Das Zahnmaterial gibt nicht nur Auskunft über die Lebensdauer eines Menschen, sondern verrät auch sein absolutes Geburtsjahr. Durch die überirdischen Atombombenexplosionen der Jahre 1955 bis 1963 wurden große Mengen des radioaktiven Kohlenstoff- Isotops C-14 freigesetzt, das sich chemisch zu Kohlendioxid umsetzte. Weil die Meere das radioaktive Kohlendioxid nach und nach absorbieren, nimmt dessen Anteil seit 1963 kontinuierlich ab. Pflanzen nehmen Kohlendioxid auf, Tiere fressen Pflanzen, Menschen essen Pflanzen und Tiere. Deshalb tragen Zähne, die nach dem Kleinkindalter kaum noch Kohlenstoff einlagern, eine für das Geburtsjahr spezifische „Kohlenstoff-Signatur“ in sich.
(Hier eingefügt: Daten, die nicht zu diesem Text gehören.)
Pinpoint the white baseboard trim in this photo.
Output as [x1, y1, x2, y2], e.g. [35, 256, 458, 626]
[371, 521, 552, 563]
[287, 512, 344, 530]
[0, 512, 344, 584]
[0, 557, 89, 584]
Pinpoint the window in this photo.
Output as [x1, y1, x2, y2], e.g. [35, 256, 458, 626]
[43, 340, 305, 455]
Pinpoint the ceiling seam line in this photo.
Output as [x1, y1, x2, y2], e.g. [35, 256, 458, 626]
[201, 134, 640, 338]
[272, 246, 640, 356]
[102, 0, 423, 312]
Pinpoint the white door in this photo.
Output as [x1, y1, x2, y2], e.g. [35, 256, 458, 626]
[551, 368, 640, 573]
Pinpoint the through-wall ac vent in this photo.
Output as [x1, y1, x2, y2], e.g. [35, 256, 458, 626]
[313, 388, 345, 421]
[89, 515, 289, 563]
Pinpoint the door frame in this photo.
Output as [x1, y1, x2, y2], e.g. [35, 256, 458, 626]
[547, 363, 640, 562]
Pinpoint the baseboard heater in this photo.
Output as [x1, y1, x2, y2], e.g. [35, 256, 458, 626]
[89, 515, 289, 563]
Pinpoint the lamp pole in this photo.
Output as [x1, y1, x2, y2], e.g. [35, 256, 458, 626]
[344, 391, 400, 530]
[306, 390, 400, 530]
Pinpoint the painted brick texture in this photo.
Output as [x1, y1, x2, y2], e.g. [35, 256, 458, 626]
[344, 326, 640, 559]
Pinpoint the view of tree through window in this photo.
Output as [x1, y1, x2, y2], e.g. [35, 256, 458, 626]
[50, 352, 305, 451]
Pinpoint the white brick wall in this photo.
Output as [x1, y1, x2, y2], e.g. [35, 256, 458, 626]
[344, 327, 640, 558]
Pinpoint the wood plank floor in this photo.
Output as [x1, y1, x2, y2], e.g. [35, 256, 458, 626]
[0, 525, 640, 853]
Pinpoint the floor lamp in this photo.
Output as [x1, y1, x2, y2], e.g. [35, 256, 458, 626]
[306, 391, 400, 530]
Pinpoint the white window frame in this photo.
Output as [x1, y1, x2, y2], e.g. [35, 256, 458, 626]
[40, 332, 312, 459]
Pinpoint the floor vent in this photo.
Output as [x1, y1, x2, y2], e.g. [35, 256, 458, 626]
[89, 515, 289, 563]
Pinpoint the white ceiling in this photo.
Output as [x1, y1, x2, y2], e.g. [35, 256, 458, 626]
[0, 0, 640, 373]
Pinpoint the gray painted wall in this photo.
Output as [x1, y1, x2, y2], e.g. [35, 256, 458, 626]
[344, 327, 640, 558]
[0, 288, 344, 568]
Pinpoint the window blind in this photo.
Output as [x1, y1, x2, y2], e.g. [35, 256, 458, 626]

Aus dem Anteil des Isotops C-14 und dem Verhältnis der D- und L-Aminosäuren kann die Geburtszeit auf ein Jahr genau berechnet werden. Allerdings sind diese Verfahren aufwendig und, bei Entnahme von Zahnmaterial, nur mit Einverständnis des Probanden möglich. Bei schweren Straftaten, wo das Alter über Leben und Tod entscheiden kann, kommen diese Untersuchungen als Entlastungsbeweis jedoch infrage – auch der zum Tode verurteilte Attentäter von Mumbai, der im November 2008 an der Ermordung von 166 Menschen beteiligt war, behauptet, minderjährig zu sein.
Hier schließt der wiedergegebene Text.